Joyful team at a company office embracing in a group hug.

“We’re like a family here.” 


Raise your hand if you’ve heard that before; maybe when you started a job, or you might have even said it yourself. It’s meant to signal a company culture that is warm, caring, and values connection. 


Most people who use the “work family” phrase are well-intentioned.

But let’s be real, families come with a whole lot of baggage. Some of it tender, some of it toxic.

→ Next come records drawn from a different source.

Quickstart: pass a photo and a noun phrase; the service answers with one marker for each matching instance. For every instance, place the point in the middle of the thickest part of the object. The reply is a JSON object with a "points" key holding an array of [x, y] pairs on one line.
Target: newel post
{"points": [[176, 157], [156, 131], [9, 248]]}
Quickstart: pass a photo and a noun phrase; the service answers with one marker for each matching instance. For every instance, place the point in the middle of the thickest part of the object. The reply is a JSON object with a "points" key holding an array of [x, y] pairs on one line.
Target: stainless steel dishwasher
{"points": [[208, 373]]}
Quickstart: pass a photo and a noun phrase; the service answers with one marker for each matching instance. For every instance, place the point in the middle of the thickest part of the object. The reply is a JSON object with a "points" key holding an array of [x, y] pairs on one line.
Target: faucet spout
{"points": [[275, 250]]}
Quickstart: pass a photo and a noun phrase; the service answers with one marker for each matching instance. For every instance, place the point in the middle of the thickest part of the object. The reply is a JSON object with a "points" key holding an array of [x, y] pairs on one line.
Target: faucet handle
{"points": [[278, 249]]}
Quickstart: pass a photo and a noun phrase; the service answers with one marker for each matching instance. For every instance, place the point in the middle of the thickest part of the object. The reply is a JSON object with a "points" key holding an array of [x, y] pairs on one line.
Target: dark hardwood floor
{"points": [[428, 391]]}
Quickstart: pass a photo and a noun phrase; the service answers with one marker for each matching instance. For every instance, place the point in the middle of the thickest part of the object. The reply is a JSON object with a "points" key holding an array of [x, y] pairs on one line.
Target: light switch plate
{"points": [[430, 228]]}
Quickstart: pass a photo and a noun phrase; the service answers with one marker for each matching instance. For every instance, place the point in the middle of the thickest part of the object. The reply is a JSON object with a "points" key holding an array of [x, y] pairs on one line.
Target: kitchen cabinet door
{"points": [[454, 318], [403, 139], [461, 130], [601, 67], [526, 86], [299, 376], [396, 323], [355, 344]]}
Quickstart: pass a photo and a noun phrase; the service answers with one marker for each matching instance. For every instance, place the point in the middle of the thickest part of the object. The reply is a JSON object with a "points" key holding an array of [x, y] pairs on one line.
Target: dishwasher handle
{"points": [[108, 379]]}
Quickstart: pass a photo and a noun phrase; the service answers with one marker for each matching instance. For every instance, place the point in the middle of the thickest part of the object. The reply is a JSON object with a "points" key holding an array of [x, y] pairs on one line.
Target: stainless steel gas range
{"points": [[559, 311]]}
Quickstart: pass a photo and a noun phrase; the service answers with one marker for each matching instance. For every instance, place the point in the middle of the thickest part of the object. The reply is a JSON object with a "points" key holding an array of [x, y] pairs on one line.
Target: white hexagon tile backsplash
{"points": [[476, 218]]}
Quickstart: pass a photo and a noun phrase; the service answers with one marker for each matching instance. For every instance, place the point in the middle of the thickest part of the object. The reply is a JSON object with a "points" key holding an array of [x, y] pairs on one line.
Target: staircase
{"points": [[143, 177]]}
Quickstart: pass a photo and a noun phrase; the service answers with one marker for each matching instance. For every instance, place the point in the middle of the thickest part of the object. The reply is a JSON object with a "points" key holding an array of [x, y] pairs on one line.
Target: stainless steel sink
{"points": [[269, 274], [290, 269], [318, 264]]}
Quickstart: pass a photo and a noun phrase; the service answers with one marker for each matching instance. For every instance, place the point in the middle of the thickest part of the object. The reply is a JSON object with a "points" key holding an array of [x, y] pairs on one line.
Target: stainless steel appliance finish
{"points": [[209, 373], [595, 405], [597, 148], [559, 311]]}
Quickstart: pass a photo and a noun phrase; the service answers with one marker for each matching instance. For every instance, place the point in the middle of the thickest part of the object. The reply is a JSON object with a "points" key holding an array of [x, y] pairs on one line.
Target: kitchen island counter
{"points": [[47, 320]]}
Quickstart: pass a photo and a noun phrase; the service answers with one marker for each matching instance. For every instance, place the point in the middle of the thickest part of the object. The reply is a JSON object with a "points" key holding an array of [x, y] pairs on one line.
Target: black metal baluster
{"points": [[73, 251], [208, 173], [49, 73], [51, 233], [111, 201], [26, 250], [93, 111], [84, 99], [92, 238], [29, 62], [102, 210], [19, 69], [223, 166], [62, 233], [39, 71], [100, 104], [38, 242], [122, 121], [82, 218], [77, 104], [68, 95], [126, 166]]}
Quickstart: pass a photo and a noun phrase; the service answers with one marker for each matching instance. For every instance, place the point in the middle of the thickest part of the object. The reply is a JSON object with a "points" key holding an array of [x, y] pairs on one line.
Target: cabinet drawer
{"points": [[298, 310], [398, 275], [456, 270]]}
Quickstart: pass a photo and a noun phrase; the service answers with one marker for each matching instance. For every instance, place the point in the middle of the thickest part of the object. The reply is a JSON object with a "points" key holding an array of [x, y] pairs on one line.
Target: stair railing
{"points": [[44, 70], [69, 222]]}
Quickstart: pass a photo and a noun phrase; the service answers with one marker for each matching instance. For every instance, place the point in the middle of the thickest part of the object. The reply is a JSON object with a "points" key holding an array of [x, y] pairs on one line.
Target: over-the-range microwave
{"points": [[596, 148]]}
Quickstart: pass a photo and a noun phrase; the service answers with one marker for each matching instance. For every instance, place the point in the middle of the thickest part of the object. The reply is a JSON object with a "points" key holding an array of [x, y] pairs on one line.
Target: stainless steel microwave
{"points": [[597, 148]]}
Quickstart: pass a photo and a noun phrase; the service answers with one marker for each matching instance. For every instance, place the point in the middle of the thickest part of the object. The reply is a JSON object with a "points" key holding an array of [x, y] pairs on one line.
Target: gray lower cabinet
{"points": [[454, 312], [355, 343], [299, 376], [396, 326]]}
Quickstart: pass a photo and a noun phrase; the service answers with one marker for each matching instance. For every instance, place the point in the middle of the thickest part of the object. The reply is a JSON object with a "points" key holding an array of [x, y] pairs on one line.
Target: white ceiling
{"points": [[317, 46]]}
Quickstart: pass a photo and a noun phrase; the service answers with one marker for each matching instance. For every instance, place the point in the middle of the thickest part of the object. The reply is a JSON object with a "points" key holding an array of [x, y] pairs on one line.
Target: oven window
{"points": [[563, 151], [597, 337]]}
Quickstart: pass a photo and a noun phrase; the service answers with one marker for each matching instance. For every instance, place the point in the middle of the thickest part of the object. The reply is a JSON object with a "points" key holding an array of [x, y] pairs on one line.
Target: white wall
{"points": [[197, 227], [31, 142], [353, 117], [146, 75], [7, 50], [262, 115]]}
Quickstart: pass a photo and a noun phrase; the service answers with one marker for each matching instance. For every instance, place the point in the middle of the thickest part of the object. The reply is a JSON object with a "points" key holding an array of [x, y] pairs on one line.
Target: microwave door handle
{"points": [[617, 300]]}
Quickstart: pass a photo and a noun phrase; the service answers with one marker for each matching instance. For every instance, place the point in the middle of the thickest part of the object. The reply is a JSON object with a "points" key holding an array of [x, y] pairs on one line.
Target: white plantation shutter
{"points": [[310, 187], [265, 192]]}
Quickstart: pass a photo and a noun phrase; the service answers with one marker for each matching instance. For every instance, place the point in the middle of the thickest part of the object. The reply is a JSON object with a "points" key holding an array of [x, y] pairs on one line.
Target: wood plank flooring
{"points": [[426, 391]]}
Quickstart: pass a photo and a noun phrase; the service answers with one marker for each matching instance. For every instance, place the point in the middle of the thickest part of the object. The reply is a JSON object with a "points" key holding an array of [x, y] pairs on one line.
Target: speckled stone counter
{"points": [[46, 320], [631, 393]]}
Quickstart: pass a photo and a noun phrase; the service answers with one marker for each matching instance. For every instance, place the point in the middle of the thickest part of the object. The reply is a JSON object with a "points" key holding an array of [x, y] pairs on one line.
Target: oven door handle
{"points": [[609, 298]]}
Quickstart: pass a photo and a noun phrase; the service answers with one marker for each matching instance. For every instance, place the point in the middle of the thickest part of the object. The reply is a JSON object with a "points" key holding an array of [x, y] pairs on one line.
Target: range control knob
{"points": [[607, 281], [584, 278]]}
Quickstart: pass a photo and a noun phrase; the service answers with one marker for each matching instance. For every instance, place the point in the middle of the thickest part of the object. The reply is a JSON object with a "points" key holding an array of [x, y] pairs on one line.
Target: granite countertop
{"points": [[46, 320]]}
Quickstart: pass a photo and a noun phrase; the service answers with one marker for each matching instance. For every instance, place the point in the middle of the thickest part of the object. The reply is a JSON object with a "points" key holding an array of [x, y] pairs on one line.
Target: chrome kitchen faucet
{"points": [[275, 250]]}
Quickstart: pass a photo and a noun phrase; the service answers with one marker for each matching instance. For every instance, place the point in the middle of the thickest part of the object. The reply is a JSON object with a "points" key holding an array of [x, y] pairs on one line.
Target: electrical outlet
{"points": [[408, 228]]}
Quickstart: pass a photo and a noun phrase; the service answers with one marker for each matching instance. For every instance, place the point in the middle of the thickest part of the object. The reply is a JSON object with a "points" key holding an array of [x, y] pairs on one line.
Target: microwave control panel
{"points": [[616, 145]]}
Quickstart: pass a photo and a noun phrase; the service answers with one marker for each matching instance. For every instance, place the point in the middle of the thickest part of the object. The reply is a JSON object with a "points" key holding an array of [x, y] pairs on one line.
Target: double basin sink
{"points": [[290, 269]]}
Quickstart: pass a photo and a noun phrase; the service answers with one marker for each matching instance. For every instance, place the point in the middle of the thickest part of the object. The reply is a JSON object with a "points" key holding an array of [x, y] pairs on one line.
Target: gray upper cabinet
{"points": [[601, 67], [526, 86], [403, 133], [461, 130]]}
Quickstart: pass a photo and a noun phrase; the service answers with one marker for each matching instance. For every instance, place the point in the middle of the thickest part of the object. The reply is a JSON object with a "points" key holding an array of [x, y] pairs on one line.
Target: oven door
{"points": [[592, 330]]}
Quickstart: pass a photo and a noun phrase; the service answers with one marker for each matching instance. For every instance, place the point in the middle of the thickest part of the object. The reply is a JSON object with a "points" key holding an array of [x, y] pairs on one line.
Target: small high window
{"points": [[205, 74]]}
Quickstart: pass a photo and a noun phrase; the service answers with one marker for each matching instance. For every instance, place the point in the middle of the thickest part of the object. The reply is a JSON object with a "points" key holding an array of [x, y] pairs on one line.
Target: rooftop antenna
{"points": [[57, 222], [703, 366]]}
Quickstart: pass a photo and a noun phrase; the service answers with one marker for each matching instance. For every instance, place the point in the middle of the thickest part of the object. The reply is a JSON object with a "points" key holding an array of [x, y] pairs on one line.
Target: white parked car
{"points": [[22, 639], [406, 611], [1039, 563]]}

When we use that metaphor, we’re inviting both the beauty and the dysfunction of family dynamics into our workplaces whether we mean to or not. And that makes using “work family” to describe company culture much more complex than we might imagine. Sure, for some the idea of a work family is a beautiful expression of care. 


But for others? It’s stifling. 


Not all families are healthy. So, why do we assume that the “family” label is always a good thing? What are we really buying into when we call our co-workers our “work family?”


In this post, we’re breaking it down and exploring 3 reasons why the work family metaphor can actually be harmful, and what we can build instead that centers real care and joy at work.


1. “Work Family” Blurs Boundaries

All healthy relationships have boundaries. Including the relationships we cultivate at work. Boundaries are an act of self care. They protect our well-being, allow for clarity, and preserve our relationships.


At work, when we enforce healthy boundaries with our co-workers we make space for professionalism and connection. One does not have to be sacrificed for the other. In a work family culture, though, the boundaries start to blur. You’re expected to give more, share more, and stretch more. So much so that when you do enforce boundaries it feels like a personal betrayal and rejection of the entire team, instead of a professional decision. 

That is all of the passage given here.